Ruth and Parables: Small Group Leaders Guide Week 7

Small Group Study / Produced by Individual TOW Project member
Discussion group

This content is part of the Ruth and Parables curriculum, an 11-week integrated sermon and small group series on faith and work.

Topic 1 – Everyone in this city is desperately looking for traction

Dave’s sermon used the image of gears not meshing. The outer gear is the great thing you think you need to have abundant life: a steady job, money in the bank, a book deal, getting married, finding the right church, meeting a celebrity who will read your script. The inner gear is yourself. No matter how hard you try—how hard you spin your inner gear—it doesn’t seem to engage the outer gear. Your inner gear is too tiny, and the outer gear is too big. You can’t get traction.


  1. What is your outer gear at the moment? What is the big thing that if you get it, you’ll be set?
  2. What is your inner gear? What do you keep doing to engage the big thing you’re looking for?
  3. Are you getting traction? Do you feel that you’re living an abundant life, or does life seem to be slipping by you?

Read 2 Kings 4:1-7 (TNIV)

1 The wife of a man from the company of the prophets cried out to Elisha, "Your servant my husband is dead, and you know that he revered the LORD. But now his creditor is coming to take my two boys as his slaves."

2 Elisha replied to her, "How can I help you? Tell me, what do you have in your house?"
"Your servant has nothing there at all," she said, "except a little olive oil."

3 Elisha said, "Go around and ask all your neighbors for empty jars. Don't ask for just a few. 4 Then go inside and shut the door behind you and your sons. Pour oil into all the jars, and as each is filled, put it to one side."

5 She left him and shut the door behind her and her sons. They brought the jars to her and she kept pouring. 6When all the jars were full, she said to her son, "Bring me another one." But he replied, "There is not a jar left." Then the oil stopped flowing. 7 She went and told the man of God, and he said, "Go, sell the oil and pay your debts. You and your sons can live on what is left."

Read Matthew 14:14–20 (NRSV)

When it was evening, the disciples came to Jesus and said, “This is a deserted place, and the hour is now late; send the crowds away so that they may go into the villages and buy food for themselves.” Jesus said to them, “They need not go away; you give them something to eat.” They replied, “We have nothing here but five loaves and two fish.” And he said, “Bring them here to me.” Then he ordered the crowds to sit down on the grass.

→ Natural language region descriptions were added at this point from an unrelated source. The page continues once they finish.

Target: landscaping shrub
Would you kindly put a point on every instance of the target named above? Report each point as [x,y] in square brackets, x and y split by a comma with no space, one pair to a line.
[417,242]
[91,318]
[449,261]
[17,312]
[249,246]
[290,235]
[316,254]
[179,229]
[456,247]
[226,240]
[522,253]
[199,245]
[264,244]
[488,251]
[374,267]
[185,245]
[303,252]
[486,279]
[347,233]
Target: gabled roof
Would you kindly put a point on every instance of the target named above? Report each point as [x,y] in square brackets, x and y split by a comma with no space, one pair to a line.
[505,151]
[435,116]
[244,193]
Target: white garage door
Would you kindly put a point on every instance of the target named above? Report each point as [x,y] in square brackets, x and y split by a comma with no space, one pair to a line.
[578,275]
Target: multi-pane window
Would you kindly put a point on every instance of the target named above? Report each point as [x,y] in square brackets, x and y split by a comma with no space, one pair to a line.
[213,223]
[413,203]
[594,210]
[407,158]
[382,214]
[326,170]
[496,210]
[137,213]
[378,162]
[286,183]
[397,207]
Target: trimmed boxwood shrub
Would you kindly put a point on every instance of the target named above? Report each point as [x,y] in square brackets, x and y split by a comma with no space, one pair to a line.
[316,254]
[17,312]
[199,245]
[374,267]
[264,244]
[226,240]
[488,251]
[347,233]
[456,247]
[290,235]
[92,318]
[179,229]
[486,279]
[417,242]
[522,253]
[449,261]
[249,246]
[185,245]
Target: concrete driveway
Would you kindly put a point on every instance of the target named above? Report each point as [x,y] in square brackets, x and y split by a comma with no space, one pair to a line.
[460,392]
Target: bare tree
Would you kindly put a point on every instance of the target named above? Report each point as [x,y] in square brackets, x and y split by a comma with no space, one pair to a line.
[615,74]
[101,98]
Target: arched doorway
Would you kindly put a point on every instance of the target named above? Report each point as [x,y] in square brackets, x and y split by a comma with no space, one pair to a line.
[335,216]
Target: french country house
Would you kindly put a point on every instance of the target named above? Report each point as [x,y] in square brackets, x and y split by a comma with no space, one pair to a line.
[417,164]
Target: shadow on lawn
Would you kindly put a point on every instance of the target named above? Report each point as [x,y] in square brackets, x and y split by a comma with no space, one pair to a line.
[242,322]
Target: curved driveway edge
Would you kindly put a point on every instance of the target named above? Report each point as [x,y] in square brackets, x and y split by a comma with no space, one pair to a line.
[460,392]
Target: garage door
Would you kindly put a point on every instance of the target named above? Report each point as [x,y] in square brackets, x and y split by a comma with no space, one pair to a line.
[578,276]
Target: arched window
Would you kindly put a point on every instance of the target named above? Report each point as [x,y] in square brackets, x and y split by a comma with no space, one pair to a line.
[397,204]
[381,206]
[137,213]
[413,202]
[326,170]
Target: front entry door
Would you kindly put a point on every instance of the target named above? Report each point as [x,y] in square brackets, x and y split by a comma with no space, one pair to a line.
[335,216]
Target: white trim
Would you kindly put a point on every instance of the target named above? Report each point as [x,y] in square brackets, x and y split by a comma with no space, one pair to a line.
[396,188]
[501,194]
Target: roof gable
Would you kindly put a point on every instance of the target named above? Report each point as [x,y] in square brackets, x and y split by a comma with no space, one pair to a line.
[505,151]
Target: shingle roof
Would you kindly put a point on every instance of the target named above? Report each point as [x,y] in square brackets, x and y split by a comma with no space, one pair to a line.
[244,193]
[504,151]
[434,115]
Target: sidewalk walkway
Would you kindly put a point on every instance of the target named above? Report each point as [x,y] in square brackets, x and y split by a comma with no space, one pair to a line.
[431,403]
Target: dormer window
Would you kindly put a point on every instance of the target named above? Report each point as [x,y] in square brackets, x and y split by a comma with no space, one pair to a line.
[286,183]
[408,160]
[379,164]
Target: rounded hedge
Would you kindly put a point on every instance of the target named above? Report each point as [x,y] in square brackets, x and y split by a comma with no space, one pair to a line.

Taking the five loaves and the two fish, he looked up to heaven, and blessed and broke the loaves, and gave them to the disciples, and the disciples gave them to the crowds. And all ate and were filled; and they took up what was left over of the broken pieces, twelve baskets full.

Topic 2 – Not quite nothing

Dave told the story of couple who were so poor they said they could not afford to spend $1.25 on a cup of coffee to share on a date. Could they actually be so poor that they could not spend $1.25 on their date night? Or could there be a spirit of poverty that was making them feel poorer than they really were?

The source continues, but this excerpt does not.